It's time to vent. Last night I upgraded my Mac mini's internal hard drive, from 80 GB to a 160 GB, so that I could store all my music on a single hard drive. (Yes, I have over 80 GB of purchased music—and that doesn't even cover the stuff from Michelle that I need to consolidate into my our library.) The upgrade went fine and the system worked great upon re-assembly.
I formatted the new internal drive with a journaled, Mac OS extended filesystem and named it "Audio", just like it's 80 GB predecessor. I also had the system write zeros to every block in the hope of finding any bad blocks up front. Then I tried to restore all the files from my Time Machine backup.
Now, to get Time Machine to display correctly I have to drop the resolution down from the normal 1920 x 1200 of my 23" display, down to 1600 x 1200. If I don't do this the Time Machine background flashes, drives the CPU load through the roof, and is generally unresponsive. (Yes, I filed a bug with Apple about a month after 10.5 was released, and no, of course Apple hasn't responded.)
So I dropped the resolution (a decidedly Windozian thing to have to do), started Time Machine, stepped back to the point where all my audio files were still present on the Audio drive, selected all and clicked "Restore."
Nothing happened.
The Restore button wouldn't respond to any mouse clicks if I had more than a handful of folders selected for restoring. On a hunch I dropped the display resolution down to 1024 x 768 et voilĂ ! Time Machine is snappy and happily restores all my files. Great!
An hour goes by, Time Machine kicks off its regularly scheduled backup, but at the end of the backup it fails, complaining that its "Unable to complete backup. An error occurred while linking files on the backup volume." Cr@p. After thinking about it for a bit I wonder if its trying to link the new files to the old ones from the old hard drive. I could see that making sense in a geez-we-didn't-think-about-that-corner-case kinda way, so I excluded the Audio volume, did a successful backup of all the other data, then re-added Audio and ran the backup again.

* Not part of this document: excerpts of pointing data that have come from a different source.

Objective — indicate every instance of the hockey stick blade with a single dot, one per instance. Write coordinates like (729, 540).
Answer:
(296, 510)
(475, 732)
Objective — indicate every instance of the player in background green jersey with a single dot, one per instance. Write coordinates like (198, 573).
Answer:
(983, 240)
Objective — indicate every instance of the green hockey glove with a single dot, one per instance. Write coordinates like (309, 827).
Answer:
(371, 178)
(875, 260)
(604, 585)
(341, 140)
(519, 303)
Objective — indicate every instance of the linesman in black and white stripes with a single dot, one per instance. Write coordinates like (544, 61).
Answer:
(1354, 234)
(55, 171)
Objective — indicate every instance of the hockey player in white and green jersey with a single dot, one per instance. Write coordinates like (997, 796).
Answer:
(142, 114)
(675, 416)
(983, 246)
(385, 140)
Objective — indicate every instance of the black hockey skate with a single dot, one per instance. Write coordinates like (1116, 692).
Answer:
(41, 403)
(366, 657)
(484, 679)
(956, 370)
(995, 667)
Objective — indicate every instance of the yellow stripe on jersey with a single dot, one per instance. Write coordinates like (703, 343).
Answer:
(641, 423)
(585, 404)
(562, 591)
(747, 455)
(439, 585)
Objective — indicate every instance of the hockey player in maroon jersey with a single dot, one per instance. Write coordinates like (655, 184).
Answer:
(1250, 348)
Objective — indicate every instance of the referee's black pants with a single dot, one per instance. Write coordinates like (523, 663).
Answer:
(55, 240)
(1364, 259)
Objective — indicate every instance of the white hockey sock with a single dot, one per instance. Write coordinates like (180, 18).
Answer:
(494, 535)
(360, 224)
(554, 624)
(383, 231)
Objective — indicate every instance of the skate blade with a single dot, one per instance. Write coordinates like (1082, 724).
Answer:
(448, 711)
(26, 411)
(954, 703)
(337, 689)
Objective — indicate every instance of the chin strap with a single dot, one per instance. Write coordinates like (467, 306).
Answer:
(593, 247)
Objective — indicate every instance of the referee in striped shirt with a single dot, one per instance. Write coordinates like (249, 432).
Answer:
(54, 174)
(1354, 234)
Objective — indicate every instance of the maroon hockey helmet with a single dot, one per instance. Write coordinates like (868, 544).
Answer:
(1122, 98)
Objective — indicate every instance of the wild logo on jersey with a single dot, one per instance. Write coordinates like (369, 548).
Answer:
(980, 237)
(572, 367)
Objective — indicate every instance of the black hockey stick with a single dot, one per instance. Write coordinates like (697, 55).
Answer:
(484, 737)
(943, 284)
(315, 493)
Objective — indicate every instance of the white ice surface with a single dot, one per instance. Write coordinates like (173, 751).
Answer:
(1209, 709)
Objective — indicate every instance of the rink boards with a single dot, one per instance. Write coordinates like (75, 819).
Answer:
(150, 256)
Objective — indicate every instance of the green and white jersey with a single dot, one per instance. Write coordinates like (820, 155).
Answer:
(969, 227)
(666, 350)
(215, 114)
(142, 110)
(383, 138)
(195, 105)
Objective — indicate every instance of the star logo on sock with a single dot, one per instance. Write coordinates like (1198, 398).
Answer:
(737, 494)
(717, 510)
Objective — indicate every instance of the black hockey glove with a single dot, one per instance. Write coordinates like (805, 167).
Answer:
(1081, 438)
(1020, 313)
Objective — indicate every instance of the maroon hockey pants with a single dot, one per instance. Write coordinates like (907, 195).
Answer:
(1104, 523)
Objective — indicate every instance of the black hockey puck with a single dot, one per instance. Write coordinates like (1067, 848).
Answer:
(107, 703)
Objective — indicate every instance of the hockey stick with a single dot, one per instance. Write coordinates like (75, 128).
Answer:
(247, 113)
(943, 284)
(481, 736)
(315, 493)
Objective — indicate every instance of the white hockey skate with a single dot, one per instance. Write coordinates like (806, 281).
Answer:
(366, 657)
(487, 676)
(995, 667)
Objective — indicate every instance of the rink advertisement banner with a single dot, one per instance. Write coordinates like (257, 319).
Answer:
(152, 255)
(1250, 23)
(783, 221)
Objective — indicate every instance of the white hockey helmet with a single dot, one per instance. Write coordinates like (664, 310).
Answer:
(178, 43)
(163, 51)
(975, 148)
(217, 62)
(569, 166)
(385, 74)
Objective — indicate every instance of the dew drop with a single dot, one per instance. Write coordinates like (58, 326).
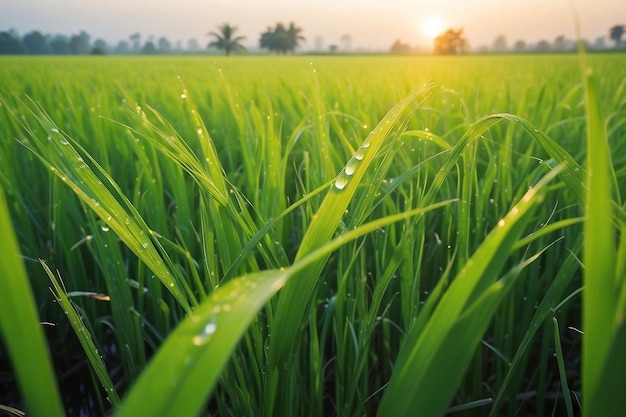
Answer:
(350, 167)
(206, 333)
(341, 181)
(359, 154)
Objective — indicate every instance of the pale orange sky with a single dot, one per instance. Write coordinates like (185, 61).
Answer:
(371, 24)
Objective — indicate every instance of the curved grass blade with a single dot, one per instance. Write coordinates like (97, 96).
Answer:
(551, 299)
(292, 305)
(562, 373)
(61, 156)
(84, 337)
(604, 341)
(433, 360)
(20, 328)
(188, 365)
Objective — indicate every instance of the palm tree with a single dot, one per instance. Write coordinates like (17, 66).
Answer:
(225, 39)
(293, 34)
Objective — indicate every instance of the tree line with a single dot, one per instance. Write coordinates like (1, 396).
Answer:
(280, 39)
(453, 42)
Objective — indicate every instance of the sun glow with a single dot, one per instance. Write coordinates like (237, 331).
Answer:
(432, 26)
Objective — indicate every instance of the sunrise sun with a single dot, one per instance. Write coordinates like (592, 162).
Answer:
(432, 26)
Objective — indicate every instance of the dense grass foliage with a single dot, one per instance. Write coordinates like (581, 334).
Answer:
(318, 236)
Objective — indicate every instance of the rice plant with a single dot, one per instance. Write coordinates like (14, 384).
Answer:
(314, 236)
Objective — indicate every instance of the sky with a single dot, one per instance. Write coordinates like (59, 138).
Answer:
(372, 25)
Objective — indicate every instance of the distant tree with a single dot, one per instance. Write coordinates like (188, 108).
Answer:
(149, 48)
(275, 39)
(135, 40)
(281, 40)
(346, 41)
(11, 45)
(543, 46)
(122, 47)
(616, 33)
(35, 43)
(59, 45)
(499, 44)
(400, 47)
(226, 40)
(451, 42)
(294, 36)
(165, 47)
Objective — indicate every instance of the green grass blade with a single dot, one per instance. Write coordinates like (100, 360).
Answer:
(84, 337)
(296, 297)
(20, 328)
(60, 155)
(412, 388)
(562, 372)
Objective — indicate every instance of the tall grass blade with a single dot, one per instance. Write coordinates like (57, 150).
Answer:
(84, 337)
(604, 325)
(21, 330)
(433, 360)
(60, 155)
(188, 365)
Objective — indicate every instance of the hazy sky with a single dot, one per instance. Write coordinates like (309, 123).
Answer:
(371, 24)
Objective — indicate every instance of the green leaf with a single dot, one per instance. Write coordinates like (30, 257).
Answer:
(433, 359)
(186, 368)
(21, 330)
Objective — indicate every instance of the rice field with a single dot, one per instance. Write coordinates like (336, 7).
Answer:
(313, 236)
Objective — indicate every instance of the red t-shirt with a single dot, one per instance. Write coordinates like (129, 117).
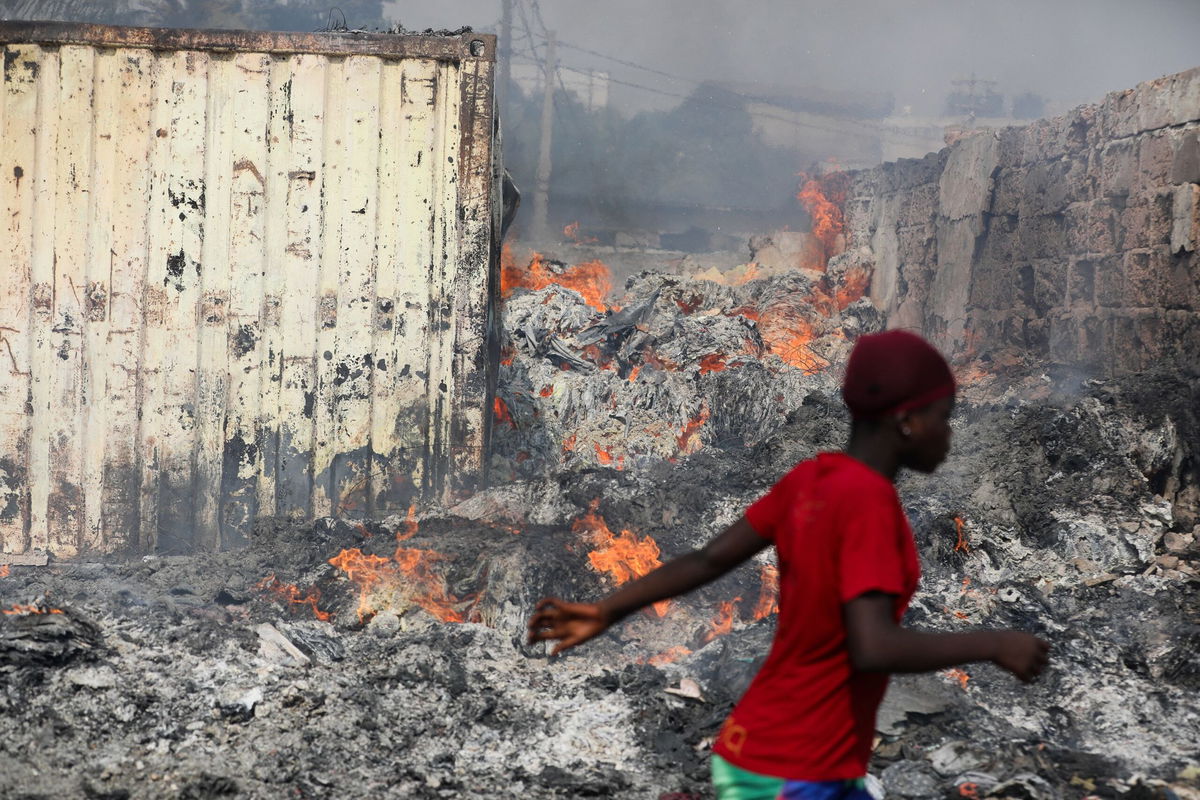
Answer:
(839, 531)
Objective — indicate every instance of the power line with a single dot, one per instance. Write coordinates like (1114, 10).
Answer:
(630, 64)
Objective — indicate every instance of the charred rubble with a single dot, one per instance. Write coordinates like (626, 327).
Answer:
(385, 657)
(379, 659)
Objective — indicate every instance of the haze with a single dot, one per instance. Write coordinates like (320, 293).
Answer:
(1068, 50)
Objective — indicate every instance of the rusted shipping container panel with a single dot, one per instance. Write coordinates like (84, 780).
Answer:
(244, 274)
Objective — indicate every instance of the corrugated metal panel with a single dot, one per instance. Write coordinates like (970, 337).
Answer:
(244, 274)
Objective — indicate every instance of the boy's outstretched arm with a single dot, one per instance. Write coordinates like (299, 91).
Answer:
(570, 624)
(877, 644)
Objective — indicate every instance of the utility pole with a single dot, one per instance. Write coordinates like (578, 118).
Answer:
(505, 55)
(541, 191)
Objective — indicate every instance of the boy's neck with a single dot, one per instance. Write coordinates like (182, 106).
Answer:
(876, 452)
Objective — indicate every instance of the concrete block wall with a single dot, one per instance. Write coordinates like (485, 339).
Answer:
(1073, 239)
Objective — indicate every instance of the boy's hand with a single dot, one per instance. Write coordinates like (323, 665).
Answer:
(569, 624)
(1021, 654)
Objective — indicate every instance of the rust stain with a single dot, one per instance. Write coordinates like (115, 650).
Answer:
(15, 370)
(43, 296)
(155, 306)
(96, 306)
(213, 307)
(247, 164)
(327, 313)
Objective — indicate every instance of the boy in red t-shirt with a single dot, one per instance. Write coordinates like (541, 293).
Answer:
(847, 571)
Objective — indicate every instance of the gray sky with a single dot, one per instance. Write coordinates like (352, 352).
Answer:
(1069, 50)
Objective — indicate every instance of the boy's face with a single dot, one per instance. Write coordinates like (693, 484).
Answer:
(929, 438)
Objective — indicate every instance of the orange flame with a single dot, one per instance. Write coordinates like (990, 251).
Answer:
(712, 362)
(768, 595)
(624, 557)
(789, 335)
(724, 620)
(21, 609)
(690, 429)
(670, 656)
(959, 675)
(408, 571)
(592, 280)
(961, 545)
(293, 596)
(823, 199)
(415, 564)
(501, 409)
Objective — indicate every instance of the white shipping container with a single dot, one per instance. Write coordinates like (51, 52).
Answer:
(241, 274)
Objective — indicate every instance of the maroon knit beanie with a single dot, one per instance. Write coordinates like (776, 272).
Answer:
(894, 372)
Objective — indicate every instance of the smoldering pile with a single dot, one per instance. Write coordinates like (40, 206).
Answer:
(379, 659)
(673, 365)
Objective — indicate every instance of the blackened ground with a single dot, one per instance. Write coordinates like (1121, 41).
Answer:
(1077, 503)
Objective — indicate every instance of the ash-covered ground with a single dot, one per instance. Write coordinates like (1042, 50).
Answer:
(1068, 506)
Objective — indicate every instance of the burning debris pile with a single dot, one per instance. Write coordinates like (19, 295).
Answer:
(670, 366)
(384, 657)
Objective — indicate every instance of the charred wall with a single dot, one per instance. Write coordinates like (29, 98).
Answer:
(1072, 240)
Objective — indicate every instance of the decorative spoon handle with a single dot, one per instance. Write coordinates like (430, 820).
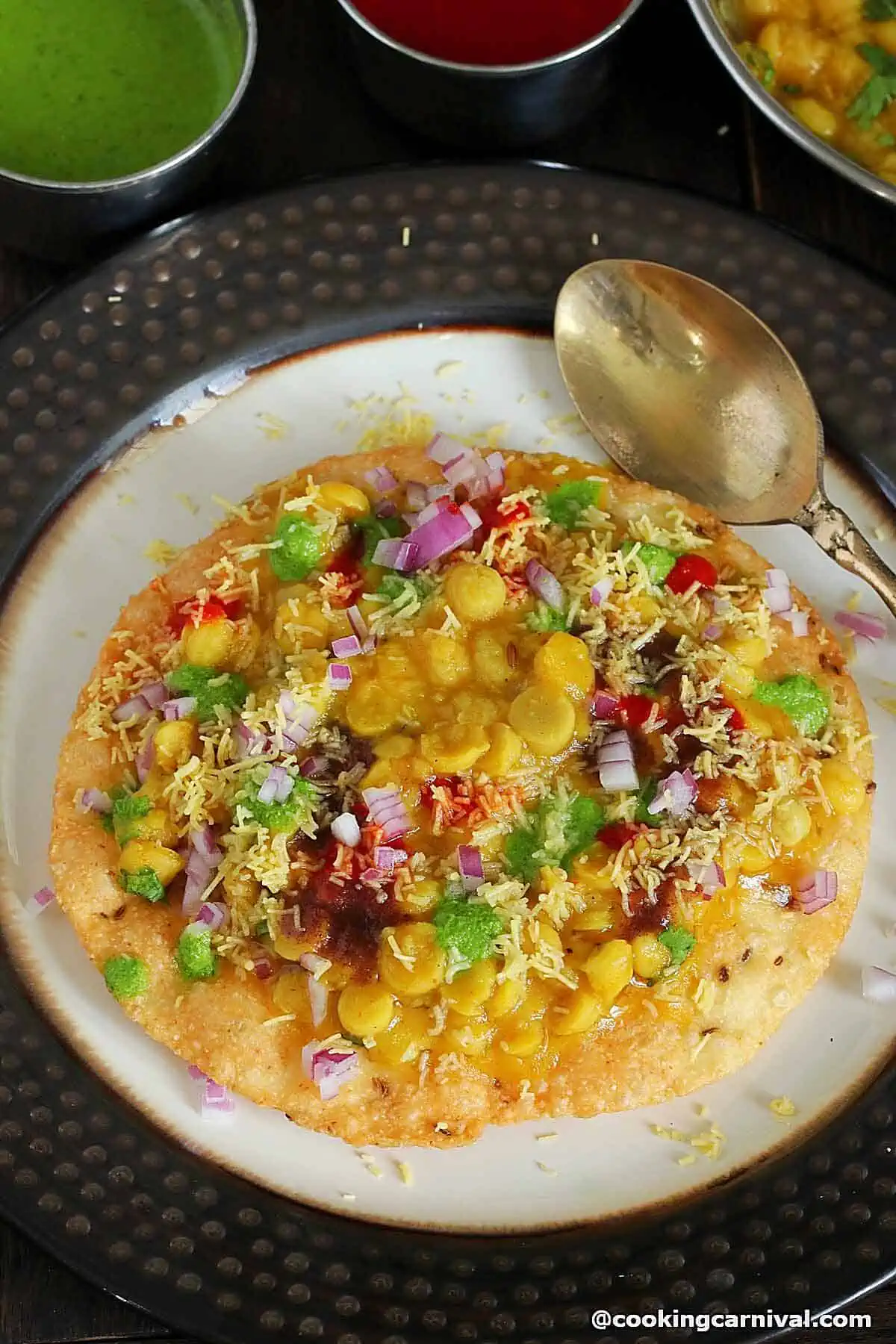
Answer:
(839, 535)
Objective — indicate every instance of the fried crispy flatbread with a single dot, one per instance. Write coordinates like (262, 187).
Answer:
(753, 961)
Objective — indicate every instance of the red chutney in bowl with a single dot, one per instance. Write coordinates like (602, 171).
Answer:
(492, 33)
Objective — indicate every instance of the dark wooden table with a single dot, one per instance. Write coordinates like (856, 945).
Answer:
(673, 116)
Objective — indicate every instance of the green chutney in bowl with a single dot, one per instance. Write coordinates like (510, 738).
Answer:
(94, 90)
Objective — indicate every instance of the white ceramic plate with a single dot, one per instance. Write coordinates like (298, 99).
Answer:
(66, 600)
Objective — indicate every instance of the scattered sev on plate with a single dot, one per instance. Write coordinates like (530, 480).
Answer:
(447, 788)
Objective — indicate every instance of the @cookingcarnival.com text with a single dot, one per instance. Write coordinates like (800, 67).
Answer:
(704, 1322)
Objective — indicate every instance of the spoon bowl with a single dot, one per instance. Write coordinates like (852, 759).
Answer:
(687, 389)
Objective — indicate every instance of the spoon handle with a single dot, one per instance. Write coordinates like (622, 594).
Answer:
(841, 539)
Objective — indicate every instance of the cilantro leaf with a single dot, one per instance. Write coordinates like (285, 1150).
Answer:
(394, 586)
(127, 977)
(127, 811)
(559, 830)
(193, 954)
(679, 942)
(467, 929)
(144, 882)
(879, 92)
(300, 549)
(375, 530)
(570, 500)
(280, 818)
(211, 690)
(758, 60)
(879, 11)
(801, 699)
(546, 620)
(659, 561)
(647, 794)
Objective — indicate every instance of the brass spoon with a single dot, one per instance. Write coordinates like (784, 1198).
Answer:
(684, 388)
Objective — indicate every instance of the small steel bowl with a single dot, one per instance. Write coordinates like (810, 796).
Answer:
(482, 107)
(66, 221)
(719, 31)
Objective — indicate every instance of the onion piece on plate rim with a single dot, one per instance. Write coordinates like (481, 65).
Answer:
(860, 623)
(879, 986)
(469, 863)
(544, 585)
(215, 1101)
(38, 902)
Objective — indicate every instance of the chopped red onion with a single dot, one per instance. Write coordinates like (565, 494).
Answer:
(394, 553)
(299, 722)
(778, 600)
(40, 900)
(442, 449)
(603, 706)
(544, 585)
(601, 591)
(329, 1068)
(386, 858)
(868, 626)
(346, 830)
(879, 986)
(382, 480)
(217, 1102)
(94, 800)
(347, 648)
(615, 762)
(314, 964)
(358, 623)
(469, 863)
(440, 535)
(798, 621)
(339, 676)
(134, 709)
(429, 511)
(290, 922)
(319, 1001)
(155, 694)
(675, 794)
(146, 759)
(314, 766)
(707, 875)
(179, 709)
(213, 914)
(815, 890)
(247, 742)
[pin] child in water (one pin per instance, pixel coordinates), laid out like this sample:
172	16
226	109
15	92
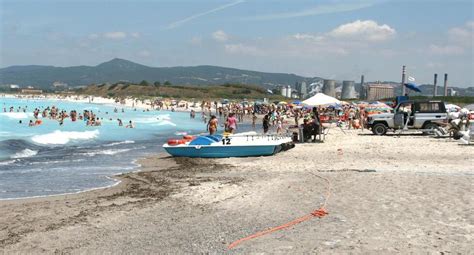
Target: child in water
130	125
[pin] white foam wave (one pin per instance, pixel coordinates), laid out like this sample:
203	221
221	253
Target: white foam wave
64	137
118	143
106	152
24	154
166	123
6	163
163	117
16	115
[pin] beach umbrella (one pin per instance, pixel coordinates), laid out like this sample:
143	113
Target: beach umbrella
413	87
320	99
470	107
452	107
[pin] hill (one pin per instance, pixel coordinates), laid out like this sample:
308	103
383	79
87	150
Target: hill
229	91
123	70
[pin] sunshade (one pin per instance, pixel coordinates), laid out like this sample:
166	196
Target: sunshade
320	99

Now I get error 12, which is apparently a different kind of linking error.
Disk Utility says that Audio's in good shape, and so does DiskWarrior, so there doesn't appear to be anything wrong with the disk, but Time Machine refuses to back it up. What the heck? How am I supposed to trust this software to maintain good copies of my valuable data when it fails so easily and mysteriously? I left Retrospect because it couldn't keep up with the changes in the Mac OS, but it seems that even Apple can't engineer a robust backup solution. Grumble.